For one, you architect your codebase into separate layers and logical chunks that are self-contained and can be reasoned about independently. That's not always possible, but you draw as many firm boundaries as you can. You don't ever want to be in the position where you have to test an entire codebase against your new change. That's a horrible nightmare scenario.

So you don't "test as much of the codebase as you have time for", you write tests for your code and the interface between it and other systems. Maybe integration or FE tests depending on what you have.

So testing against a whole codebase is rarely the problem, and if it is, you have bigger issues.

Also, LLMs don't make mistakes like humans do. They fuck up in weird unpredictable ways that mean you kinda have to treat them like a hostile adversary trying to sneak in subtle backdoors. It slows things down.

Also, actually writing code is usually the fast and easy part. It's all the other bits -- getting the requirements, building mockups, planning, review, standing up new infra etc etc etc. LLMs can't help with most of that.


> For one, you architect your codebase into separate layers and logical chunks that are self-contained and can be reasoned about independently. That's not always possible, but you draw as many firm boundaries as you can. You don't ever want to be in the position where you have to test an entire codebase against your new change. That's a horrible nightmare scenario.

Right, all of this goes without saying.

> So testing against a whole codebase is rarely the problem, and if it is, you have bigger issues.

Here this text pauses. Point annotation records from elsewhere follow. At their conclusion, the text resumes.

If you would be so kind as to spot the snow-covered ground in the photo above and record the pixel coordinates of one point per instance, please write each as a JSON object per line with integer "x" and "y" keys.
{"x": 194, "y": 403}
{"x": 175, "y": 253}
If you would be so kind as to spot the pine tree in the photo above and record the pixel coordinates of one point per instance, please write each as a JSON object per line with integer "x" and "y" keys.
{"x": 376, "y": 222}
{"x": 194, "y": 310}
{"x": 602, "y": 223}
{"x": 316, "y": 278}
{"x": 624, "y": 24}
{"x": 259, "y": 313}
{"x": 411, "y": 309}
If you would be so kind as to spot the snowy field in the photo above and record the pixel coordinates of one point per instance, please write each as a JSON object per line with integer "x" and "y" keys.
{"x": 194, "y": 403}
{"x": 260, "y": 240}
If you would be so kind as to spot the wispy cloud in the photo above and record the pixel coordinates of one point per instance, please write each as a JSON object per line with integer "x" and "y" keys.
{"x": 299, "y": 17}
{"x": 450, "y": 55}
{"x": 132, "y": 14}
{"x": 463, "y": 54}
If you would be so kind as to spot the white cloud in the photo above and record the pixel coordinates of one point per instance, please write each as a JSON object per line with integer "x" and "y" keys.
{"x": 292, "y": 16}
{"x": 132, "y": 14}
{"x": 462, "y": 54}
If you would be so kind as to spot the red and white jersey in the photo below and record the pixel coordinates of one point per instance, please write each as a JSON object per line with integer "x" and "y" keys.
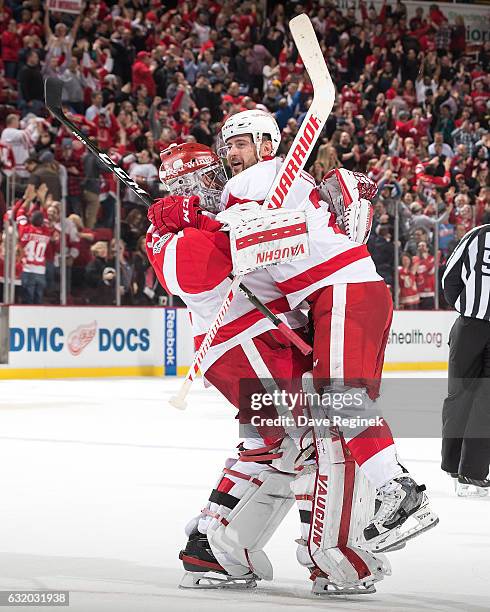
{"x": 194, "y": 264}
{"x": 334, "y": 258}
{"x": 34, "y": 241}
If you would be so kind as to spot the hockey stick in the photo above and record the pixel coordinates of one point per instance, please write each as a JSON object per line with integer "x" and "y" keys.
{"x": 52, "y": 93}
{"x": 53, "y": 89}
{"x": 178, "y": 401}
{"x": 323, "y": 100}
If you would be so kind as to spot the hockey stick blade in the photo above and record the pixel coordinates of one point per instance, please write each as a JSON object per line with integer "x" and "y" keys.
{"x": 323, "y": 100}
{"x": 53, "y": 89}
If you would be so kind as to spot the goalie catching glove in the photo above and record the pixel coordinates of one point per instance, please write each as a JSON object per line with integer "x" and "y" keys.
{"x": 349, "y": 196}
{"x": 175, "y": 213}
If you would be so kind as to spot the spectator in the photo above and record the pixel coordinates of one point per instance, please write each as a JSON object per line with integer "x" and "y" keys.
{"x": 34, "y": 238}
{"x": 92, "y": 169}
{"x": 425, "y": 276}
{"x": 19, "y": 141}
{"x": 445, "y": 148}
{"x": 409, "y": 104}
{"x": 409, "y": 296}
{"x": 126, "y": 287}
{"x": 100, "y": 276}
{"x": 145, "y": 285}
{"x": 31, "y": 85}
{"x": 142, "y": 73}
{"x": 96, "y": 107}
{"x": 11, "y": 45}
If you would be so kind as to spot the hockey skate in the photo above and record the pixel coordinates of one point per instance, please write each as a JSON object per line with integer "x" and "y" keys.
{"x": 204, "y": 572}
{"x": 399, "y": 502}
{"x": 323, "y": 586}
{"x": 471, "y": 487}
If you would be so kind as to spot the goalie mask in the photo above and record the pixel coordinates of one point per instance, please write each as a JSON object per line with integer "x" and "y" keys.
{"x": 256, "y": 123}
{"x": 193, "y": 169}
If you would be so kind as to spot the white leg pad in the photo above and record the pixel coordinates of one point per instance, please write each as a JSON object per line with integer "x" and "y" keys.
{"x": 249, "y": 526}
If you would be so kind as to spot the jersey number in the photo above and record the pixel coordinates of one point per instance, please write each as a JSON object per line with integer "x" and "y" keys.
{"x": 34, "y": 251}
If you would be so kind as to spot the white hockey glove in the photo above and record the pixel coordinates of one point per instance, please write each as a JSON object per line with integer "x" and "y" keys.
{"x": 349, "y": 196}
{"x": 259, "y": 237}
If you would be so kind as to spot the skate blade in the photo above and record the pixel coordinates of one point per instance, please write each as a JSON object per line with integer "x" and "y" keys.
{"x": 213, "y": 580}
{"x": 392, "y": 541}
{"x": 327, "y": 589}
{"x": 463, "y": 490}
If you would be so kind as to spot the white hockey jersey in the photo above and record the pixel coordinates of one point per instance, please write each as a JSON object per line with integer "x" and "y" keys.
{"x": 333, "y": 259}
{"x": 194, "y": 264}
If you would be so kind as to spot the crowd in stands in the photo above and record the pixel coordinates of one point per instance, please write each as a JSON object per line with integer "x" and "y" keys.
{"x": 412, "y": 111}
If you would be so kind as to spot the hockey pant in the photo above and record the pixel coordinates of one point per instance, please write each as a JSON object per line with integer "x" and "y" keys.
{"x": 253, "y": 494}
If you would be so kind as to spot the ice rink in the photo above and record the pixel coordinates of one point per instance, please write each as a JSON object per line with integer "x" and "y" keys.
{"x": 100, "y": 476}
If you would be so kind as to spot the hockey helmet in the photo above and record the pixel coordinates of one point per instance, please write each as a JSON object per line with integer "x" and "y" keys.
{"x": 193, "y": 169}
{"x": 254, "y": 122}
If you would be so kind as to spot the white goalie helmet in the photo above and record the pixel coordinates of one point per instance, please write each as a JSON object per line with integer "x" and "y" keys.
{"x": 193, "y": 169}
{"x": 254, "y": 122}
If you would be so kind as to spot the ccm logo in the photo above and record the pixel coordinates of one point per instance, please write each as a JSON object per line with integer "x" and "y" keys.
{"x": 280, "y": 254}
{"x": 299, "y": 155}
{"x": 319, "y": 517}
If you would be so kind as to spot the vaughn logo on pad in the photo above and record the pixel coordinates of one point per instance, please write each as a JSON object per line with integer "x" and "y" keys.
{"x": 279, "y": 236}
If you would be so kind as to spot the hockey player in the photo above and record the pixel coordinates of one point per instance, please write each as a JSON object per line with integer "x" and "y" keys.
{"x": 344, "y": 291}
{"x": 191, "y": 258}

Read "whole codebase" as a qualitative descriptor, not a quantitative one, where the codebase as deployed is the reference point for the overall business logic flow, including where different processes interact with or block each other.

The point is to use the AI tools to ensure that new features and functionality are implemented in a way that is consistent with the technical and business constraints that emerge from the entire tech stack, precisely so that adding something new in context A doesn't break functionality in context B.

> Also, actually writing code is usually the fast and easy part. It's all the other bits -- getting the requirements, building mockups, planning, review, standing up new infra etc etc etc. LLMs can't help with most of that.

Yes, that's true, but those are the perennial challenges in doing solution design before you even get to implementation. The "break things" problem happens when solutions for context-bound problems are being implemented in ways that lead out of their context -- narrowly-focused goals are often pursued in ways that create externalizes elsewhere in the organization precisely because of the limited focus available to the people working on solving for those goals.

The point here is that there's now the possibility for the AI tools to make much broader contextual awareness available as part of the solution design and implementation phase of every narrowly-targeted goal. If the AI has a reasonably accurate model of how systems and solutions affect each other in the broader organization, it can offer predictions of how any proposed new feature might impact all of the other business functions, and do so in near real time, and ultimately head off 90% of "break things" impacts that you'd otherwise need multiple series of meetings, testing sessions, buy-ins and sign-offs to avoid otherwise. That's what would get you moving fast with much less collateral damage.


> > If Mythos continues to find exploits so long as you keep throwing money at it, security is reduced to a brutally simple equation: to harden a system you need to spend more tokens discovering exploits than attackers will spend exploiting them.

But this has always been the reality of security: it's always been fundamentally an economic question about which party has stronger incentives and greater resources than the other. The increasing sophistication of AI is available to both parties equally, so I don't see how AI in itself fundamentally changes the equation.